Literally means don't take your coat off until the 40th May (10th June). He says it with a wry smile and wise look every year as we don our shorts too early. And he is always right. Although there are many hot days, beautiful days, sunshiny days - the real heat doesn't happen until the 10th of June. And from the 10th June he nods assertively, knowingly and says, 'Everyday, a little bit hotter' until we can stand it no more and we go and live in the sea.

Every year, with a flick of a switch around the middle of June, Mallorca becomes unbearable between the hours of 09:30 and 20:00. Even then the heat stays, melting us as we sleep and cooking us slowly to boiling point by day. The cats loll, the horses swish their tails and doze in cool stables and the guinea pigs lie on frozen gel pads covered in a tea towel - their little bodies panting and flopping like baked potatoes out of the oven. The plants wilt and only the strongest survive the sun's glare, the ones that are meant to be here - the rosemary and oleander, the olive trees and lantana.


Hiding from the sun, lying on ice packs wrapped in towels - 5* animals

And although I love Mallorca to the very core, it's my place in the world and my content - the next few months are a challenge. The heat, the relentlessness, the tourists, the busy beaches and no parking. The feeling of listlessness, the sweat, the lying in pants under the fan, the insanity, the wishing for rain and wondering when it will end - when it's only just started. The Mallorcan summer was my British winter.

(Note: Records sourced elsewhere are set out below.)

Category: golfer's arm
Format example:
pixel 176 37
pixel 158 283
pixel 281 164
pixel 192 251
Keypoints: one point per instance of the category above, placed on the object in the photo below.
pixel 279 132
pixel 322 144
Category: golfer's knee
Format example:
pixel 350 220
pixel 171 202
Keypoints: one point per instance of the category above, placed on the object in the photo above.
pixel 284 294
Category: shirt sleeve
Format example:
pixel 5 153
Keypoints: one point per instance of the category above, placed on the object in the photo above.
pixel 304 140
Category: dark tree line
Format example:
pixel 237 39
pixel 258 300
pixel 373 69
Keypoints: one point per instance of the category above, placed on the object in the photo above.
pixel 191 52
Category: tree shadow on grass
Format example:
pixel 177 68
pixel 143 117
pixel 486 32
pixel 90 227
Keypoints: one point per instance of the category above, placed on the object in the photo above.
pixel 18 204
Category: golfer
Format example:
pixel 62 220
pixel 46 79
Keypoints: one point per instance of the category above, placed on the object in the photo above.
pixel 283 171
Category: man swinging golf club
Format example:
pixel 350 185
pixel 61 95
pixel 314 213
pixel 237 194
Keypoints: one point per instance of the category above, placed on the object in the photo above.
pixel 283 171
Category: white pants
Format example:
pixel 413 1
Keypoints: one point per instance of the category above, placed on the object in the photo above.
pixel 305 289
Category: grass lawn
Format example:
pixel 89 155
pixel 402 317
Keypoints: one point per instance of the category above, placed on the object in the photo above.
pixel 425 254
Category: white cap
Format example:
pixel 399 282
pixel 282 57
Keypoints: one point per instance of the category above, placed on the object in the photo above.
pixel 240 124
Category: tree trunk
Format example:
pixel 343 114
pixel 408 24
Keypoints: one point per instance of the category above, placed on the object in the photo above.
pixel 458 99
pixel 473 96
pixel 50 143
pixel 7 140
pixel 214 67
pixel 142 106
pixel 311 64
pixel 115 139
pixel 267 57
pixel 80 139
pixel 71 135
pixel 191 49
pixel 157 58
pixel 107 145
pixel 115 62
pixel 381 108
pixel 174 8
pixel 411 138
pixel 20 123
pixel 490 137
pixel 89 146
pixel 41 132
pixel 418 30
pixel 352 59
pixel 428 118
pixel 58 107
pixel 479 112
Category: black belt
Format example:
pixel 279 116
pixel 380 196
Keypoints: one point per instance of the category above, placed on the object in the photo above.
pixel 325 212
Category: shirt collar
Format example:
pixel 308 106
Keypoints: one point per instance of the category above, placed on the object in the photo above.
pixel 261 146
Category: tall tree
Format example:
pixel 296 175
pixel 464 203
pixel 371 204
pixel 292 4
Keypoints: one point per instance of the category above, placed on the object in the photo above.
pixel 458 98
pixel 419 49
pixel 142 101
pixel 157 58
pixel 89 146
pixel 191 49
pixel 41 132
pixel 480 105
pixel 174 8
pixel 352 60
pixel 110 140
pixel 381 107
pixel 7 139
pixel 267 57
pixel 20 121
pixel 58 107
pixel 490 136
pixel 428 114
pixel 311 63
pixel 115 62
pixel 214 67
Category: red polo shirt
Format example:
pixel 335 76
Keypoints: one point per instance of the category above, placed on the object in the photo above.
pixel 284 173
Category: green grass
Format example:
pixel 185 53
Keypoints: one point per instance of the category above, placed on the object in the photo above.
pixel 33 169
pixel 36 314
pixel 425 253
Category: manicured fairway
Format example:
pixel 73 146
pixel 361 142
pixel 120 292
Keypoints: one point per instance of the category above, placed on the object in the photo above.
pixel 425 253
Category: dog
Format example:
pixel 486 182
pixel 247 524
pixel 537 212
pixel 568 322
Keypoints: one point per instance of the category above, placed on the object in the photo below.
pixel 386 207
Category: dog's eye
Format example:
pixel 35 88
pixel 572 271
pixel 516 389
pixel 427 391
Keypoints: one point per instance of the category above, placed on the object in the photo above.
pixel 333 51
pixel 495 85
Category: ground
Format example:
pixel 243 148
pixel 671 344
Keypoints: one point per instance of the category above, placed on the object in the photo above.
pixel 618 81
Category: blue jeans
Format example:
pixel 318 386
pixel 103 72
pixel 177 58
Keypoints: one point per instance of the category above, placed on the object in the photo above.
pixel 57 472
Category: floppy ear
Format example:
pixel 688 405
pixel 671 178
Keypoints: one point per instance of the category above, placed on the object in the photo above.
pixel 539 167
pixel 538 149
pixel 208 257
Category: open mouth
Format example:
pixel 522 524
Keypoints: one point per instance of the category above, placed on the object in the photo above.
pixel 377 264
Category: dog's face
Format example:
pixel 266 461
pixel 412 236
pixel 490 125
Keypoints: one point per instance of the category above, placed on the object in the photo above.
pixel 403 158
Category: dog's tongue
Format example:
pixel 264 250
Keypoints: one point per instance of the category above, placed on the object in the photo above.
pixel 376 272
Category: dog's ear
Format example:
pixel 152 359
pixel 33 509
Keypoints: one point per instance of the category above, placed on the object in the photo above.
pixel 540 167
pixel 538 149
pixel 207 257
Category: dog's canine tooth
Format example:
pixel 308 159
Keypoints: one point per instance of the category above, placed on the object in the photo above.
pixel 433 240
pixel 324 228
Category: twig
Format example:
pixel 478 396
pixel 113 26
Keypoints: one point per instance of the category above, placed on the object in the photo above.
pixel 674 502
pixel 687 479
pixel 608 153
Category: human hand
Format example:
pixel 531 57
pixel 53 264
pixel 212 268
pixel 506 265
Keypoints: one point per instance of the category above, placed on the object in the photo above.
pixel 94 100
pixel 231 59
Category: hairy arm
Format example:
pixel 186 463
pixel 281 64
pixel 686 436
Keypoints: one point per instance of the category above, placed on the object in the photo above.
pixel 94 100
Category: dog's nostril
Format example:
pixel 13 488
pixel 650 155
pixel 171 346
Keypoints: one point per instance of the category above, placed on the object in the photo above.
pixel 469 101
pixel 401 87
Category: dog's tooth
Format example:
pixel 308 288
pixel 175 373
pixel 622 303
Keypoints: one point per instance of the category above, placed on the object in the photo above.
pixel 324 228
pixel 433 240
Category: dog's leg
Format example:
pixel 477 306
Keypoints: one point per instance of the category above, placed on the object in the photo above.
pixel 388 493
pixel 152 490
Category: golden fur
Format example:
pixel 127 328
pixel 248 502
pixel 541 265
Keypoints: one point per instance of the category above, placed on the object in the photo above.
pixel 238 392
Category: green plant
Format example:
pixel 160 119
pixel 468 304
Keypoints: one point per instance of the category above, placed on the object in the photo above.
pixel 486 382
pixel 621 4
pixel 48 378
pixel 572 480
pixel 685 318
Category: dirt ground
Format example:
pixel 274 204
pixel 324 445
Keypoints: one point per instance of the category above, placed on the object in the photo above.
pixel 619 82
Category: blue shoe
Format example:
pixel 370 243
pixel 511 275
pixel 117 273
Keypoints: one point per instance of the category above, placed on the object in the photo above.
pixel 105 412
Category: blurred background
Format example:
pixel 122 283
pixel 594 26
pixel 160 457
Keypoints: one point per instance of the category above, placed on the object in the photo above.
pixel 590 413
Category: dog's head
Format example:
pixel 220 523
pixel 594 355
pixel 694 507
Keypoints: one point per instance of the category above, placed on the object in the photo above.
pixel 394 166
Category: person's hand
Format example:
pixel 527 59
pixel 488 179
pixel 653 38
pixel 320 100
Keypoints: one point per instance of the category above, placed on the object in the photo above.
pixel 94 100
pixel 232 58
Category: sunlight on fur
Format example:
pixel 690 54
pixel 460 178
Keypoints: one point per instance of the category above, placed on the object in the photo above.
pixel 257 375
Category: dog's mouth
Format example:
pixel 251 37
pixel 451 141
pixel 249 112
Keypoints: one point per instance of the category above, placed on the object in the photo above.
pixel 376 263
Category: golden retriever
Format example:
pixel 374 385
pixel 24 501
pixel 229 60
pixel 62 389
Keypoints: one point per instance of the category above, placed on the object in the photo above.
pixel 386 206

Persuading ourselves to get into the car at 8 am, the temperature roaring and soaring as we drive to the little deserted cala (cove) - parking in the already packed car park, we hiked over the stone paths, avoiding the dog shit and listening to the cicadas screaming louder as the temperature climbed to unbearable levels despite the cloud and humidity. The walk was slow, the prize great. Below us a stony beach, no bigger than my garden with a few locals - and the glorious Mediterranean sea. We stripped, cleared away all the plastic and fag butts we could see - and dived into the cool waters. Only to be joined by two cormorants, hunting for their breakfast. We swam, we watched them dive and catch fish so skilfully and we whooped at their speed and confidence. They came close, seemingly unaware or bothered by our presence. The kids watched them under water, their agility as they spied their prey was unnerving. They bobbed up for breath, mushroomed along the surface, filled their bellies with tiny fish and swam to the other side of the bay. By then we decided to dry our salty skin and brave the walk back to the car - just in time for breakfast.